CDM is part of the Kyoto Protocol under which countries in the developed world are committed to investing in reducing greenhouse gas pollution in developing countries. It enables projects that reduce carbon emissions to gain carbon credits, which can then be traded. The global market was worth $30bn in 2006 and the Dubai Multi Commodities Centre is working on creating a regional trading platform.

Xenel-Balderrie considers itself a specialist in project finance, policy and technology associated with greenhouse gas reduction in energy-intensive sectors. It aims to help policymakers and project owners generate equity equal to a large part of the investment needed to achieve reductions in greenhouse gas emissions.

The company claims to offer a one-stop service to cover all steps in CDM project implementation.

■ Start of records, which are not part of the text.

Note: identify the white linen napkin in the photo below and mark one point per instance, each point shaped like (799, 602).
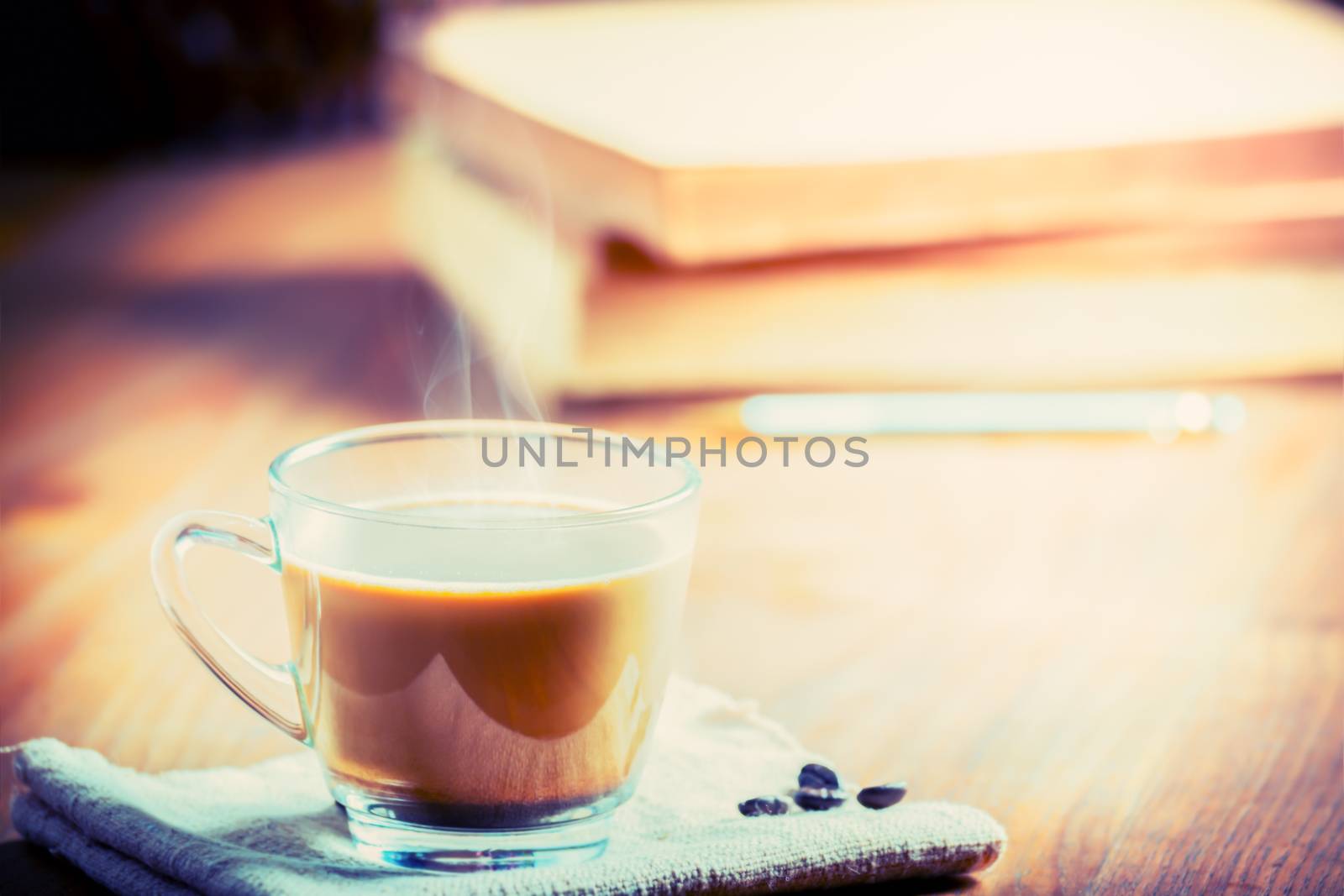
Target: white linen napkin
(273, 828)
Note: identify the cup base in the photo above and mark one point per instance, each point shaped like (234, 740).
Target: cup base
(448, 849)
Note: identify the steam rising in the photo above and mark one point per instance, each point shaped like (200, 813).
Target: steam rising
(501, 291)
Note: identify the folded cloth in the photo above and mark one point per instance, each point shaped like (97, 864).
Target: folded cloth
(273, 828)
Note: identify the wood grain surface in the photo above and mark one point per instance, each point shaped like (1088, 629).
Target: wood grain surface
(1131, 653)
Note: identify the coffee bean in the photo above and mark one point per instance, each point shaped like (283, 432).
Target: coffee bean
(882, 795)
(817, 799)
(763, 806)
(817, 777)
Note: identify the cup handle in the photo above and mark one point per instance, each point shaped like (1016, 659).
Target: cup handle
(273, 691)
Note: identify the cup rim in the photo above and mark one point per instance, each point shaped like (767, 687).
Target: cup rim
(456, 429)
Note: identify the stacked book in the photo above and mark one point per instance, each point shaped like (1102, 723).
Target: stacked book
(664, 197)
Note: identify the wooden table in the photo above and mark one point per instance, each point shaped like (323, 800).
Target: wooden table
(1131, 653)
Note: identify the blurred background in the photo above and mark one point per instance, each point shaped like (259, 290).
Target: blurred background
(1077, 271)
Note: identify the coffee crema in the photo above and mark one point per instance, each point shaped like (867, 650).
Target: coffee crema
(496, 705)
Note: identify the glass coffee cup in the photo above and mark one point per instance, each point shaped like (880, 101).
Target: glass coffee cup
(481, 621)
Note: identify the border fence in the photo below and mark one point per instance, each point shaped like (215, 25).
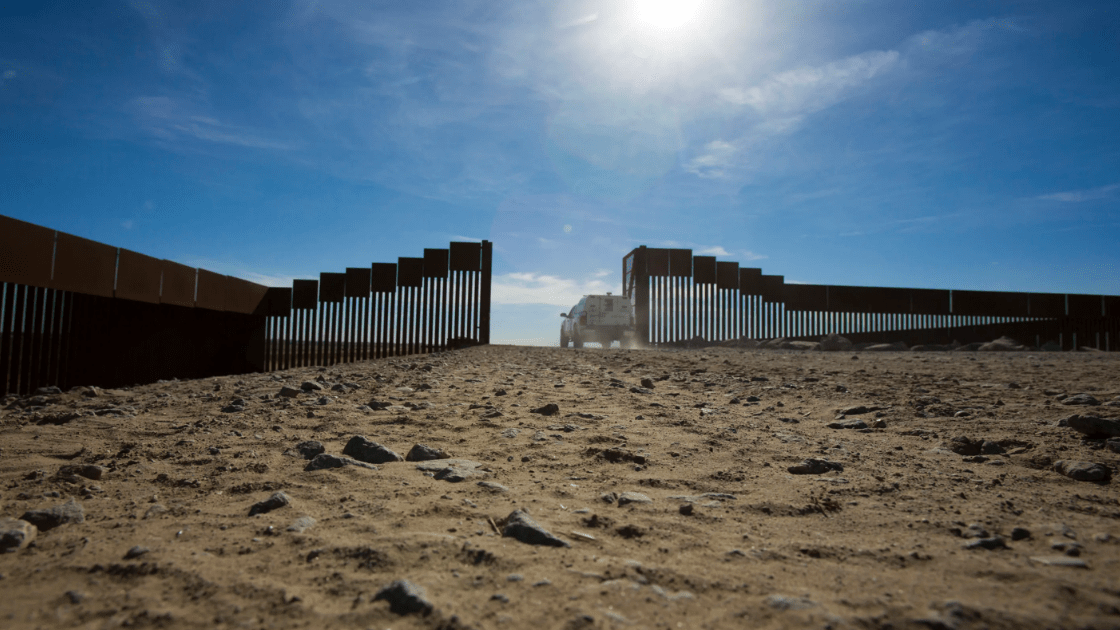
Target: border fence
(77, 312)
(679, 296)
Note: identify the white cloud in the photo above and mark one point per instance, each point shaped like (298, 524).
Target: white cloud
(539, 288)
(1076, 196)
(717, 157)
(173, 120)
(716, 250)
(786, 96)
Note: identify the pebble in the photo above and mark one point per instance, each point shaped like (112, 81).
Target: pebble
(71, 511)
(310, 448)
(1093, 426)
(89, 471)
(522, 527)
(848, 424)
(74, 596)
(633, 498)
(404, 598)
(1082, 471)
(1060, 561)
(453, 470)
(16, 534)
(782, 602)
(493, 487)
(992, 543)
(815, 466)
(276, 501)
(301, 525)
(1081, 399)
(324, 461)
(363, 450)
(421, 453)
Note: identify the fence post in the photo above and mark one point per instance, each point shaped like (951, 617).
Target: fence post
(485, 296)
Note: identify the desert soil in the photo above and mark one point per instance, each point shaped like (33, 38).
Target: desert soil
(897, 538)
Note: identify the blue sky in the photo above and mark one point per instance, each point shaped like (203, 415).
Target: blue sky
(971, 145)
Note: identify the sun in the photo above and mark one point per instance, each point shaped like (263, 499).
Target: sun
(665, 14)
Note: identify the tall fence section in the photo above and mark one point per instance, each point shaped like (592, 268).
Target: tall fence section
(77, 312)
(413, 305)
(679, 296)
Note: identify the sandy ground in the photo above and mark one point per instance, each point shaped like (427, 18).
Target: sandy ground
(730, 539)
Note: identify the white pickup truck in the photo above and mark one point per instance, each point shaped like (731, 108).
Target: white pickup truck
(603, 318)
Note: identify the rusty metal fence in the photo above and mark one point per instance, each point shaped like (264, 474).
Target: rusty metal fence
(679, 296)
(77, 312)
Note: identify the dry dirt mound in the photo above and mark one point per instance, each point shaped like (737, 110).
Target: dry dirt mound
(672, 489)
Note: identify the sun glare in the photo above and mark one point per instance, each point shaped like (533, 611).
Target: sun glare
(665, 14)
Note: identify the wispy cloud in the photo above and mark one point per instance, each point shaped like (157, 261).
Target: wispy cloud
(715, 160)
(786, 96)
(539, 288)
(1085, 195)
(173, 120)
(714, 250)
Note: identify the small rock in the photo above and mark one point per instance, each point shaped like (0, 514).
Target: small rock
(974, 530)
(962, 445)
(324, 461)
(421, 453)
(1082, 471)
(89, 471)
(493, 487)
(310, 448)
(276, 501)
(301, 525)
(16, 534)
(404, 598)
(834, 343)
(782, 602)
(633, 498)
(155, 511)
(1060, 561)
(453, 470)
(363, 450)
(522, 527)
(989, 447)
(1081, 399)
(1093, 426)
(815, 466)
(71, 511)
(848, 424)
(994, 543)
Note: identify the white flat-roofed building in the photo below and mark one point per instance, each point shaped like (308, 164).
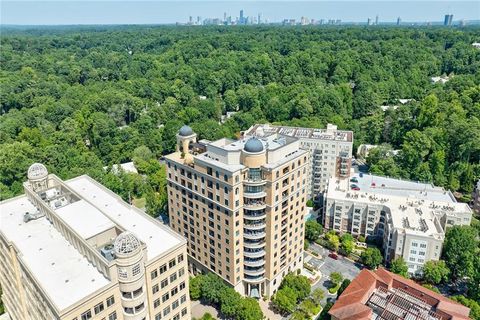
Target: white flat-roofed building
(410, 217)
(330, 151)
(75, 250)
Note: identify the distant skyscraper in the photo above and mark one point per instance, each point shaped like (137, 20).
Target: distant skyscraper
(448, 20)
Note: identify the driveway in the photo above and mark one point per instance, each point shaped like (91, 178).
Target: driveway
(327, 265)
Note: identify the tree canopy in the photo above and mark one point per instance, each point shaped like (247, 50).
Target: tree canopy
(81, 98)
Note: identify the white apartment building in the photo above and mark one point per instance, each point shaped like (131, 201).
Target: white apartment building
(410, 217)
(74, 250)
(330, 151)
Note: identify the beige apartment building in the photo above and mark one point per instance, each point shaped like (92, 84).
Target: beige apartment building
(241, 205)
(410, 217)
(74, 250)
(330, 151)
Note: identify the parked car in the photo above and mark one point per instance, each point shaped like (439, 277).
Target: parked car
(333, 255)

It aims to cut out brokers or traders and enable clients to realise the full earnings potential from the CDM process.

The model is simple: by being prepared to assume the expenses to develop the ‘Kyoto Model’ of industrial projects, Xenel-Balderrie takes a co-development role in these projects, freeing companies from having to pay out large fees to consultants and marketers.

It is also offering strategic advisory services to governments in the area of climate change policy. This will include introducing internal emissions trading systems, the optimi-sation of national emission-reduction programs, identi-fication of CDM project opportunities, and the development of national regulatory and legal frameworks to enhance CDM project approval and attract foreign direct investment.

Xenel has the experience to improve its credentials in this area. The executive partner is Rachad Itani, an experienced Lebanese banker who heads a team that includes several senior CDM experts. The advisory board is staffed with prominent policymakers including Rolf Linkohr, a former special adviser to the EU energy commissioner.

The affiliate’s first clients were two firms from the Xenel stable: Safra, a producer of solvents and aromatics, and Saudi National Petro-chemical Company (Natpet). Both launched programmes in 2006.

But Xenel is confident that the model will appeal to others, as CDM-enhanced finance is capable of improving the bottom line. According to Itani, CDM-enhanced project finance could provide a significant boost to the internal rate of return.

As he told a conference in 2007, the gases covered by the Kyoto Protocol - carbon dioxide, methane and nitrous oxide - provide the greatest value.

CDM projects are not intended simply as ends in themselves, but also as a means to reduce long-term operating costs. CDM-generated equity could account for a significant percentage of total equity, and help turn projects from borderline profitability into investment-grade schemes.

Building infrastructure

However, it remains to be seen how fast the Xenel-Balderrie model will catch on - at least without an element of official compulsion.

The firm says GCC governments are starting to put structures and capacities in place to build the necessary infrastructure for CDM project licensing and support.

With international regulation on emissions getting tougher, it makes sense for Gulf firms to be able to access a locally-based resource, with knowledge of the local market.

Xenel-Balderrie may take time to emerge as a major revenue-generating arm of Xenel. This is unlikely to worry Xenel strategists - the firm likes to take a long-term view, a strategy that has delivered results in the past.

With carbon capture and sequestration becoming public policy issues in the Gulf, Xenel says it will pay to stay ahead in this area.